Saturday, May 11, 2024

This Tender Land

by William Kent Krueger

personal paperback 444 pages plus author's note and discussion questions

Published: 2019

Genre: historical fiction (1932)

ALSO:

Libby audiobook 14+ hours

Read by: Scott Brick

 

I received this book from my daughter-in-law a few years ago. I read it last fall (finally). It's amazing and I have a LOT of post-it notes in it! Recently, I got the audiobook on Libby to enjoy while I drive. It helped refresh my memory, too, so I need to get this blogged. What an amazing, powerful story! I borrowed a copy of Ordinary Grace from my sister, so I'm eager to read that now. This is the first book by this author that I've ever read (and he's a prolific author!).

 

I'm not putting a summary here, but please go find one and read this book! It opens in 1932 in a Minnesota school for Indian childen. Odie O'Banion and his older brother Albert are the only white kids there, having been orphaned when their father was shot to death. I'm not even going to try to avoid spoilers. Just read it. It's amazing.

 

Pg. 17 - "Everyone knew that although Mr. Brickman wore the pants, it was his wife who had the balls."

 

I appreciated a little levity. The Lincoln School and the way the students were treated was horrific. It was nice to laugh a little. Mrs. Brickman definitely earned the moniker "The Black Witch."

 

Page 47 - "The whole point of the sermon, in the end, was that we needed to show our gratitude to Mrs. Brickman and him by not being such pains in the ass. I knew that the selfish way he twisted that beautiful psalm was a load of crap, but I did want to believe that God was my shepherd and that somehow he was leading me through this dark valley of Lincoln School and I shouldn't be afraid."

 

Preaching on the 23rd Psalm and  making it self-serving . . . is not even the worst of the lies they told these children. I was so sad when Odie O'Banion declared that God is a "tornado God" instead of a shepherd.

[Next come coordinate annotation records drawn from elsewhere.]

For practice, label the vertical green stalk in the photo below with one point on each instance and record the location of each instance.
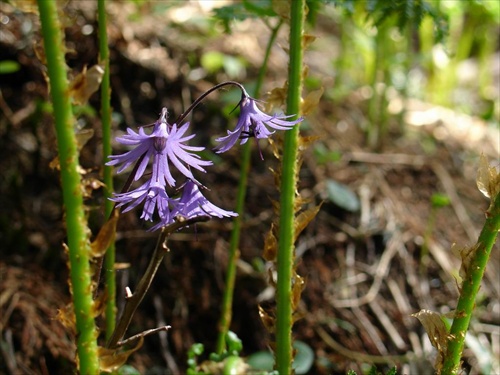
(76, 226)
(109, 260)
(286, 253)
(227, 300)
(470, 288)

Page 50 - "If the situation hadn't been so tragic, I'd have found it funny, this heavy white man showing a bunch of Indian kids things that, if white people had never interfered, they would have known how to do almost from birth."

 

I liked the Scout leader Seifert. He truly cared about the kids and wanted to help them. But I agree with Odie's observation here about the irony.

 

Page 51 - ". . . there was one called a bowline that gave me no end of misery. . . . It was a knot favored by sailors, Mr. Seifert had told us, so I finally figured the hell with it. I was never going to sea."


This made me think of my husband and his affection for a bowline knot! But also, kids think, "I'll never . . . " when they honestly don't know what the future will bring! Frustrating.


Page 51 - "'You are every bit as good as any other kids in this country, and don't believe anyone who tells you different. The Scout oath is not a bad code to live by.'"


I'd never heard the oath before. "On my honor, I will do my best to do my duty to God and my country. To obey the Scout law. To help other people at all times. To keep myself physically strong, mentally awake, and morally straight." Seifert really was just trying to be a positive influence in these kids' lives. Herman Volz was another fantastic character at the school. But evil like DiMarco and the Black Witch ran terror into these kids' lives.


Page 64 - "Miss Stratton stared where they'd gone and said quietly, 'That tornado took the wrong woman.'"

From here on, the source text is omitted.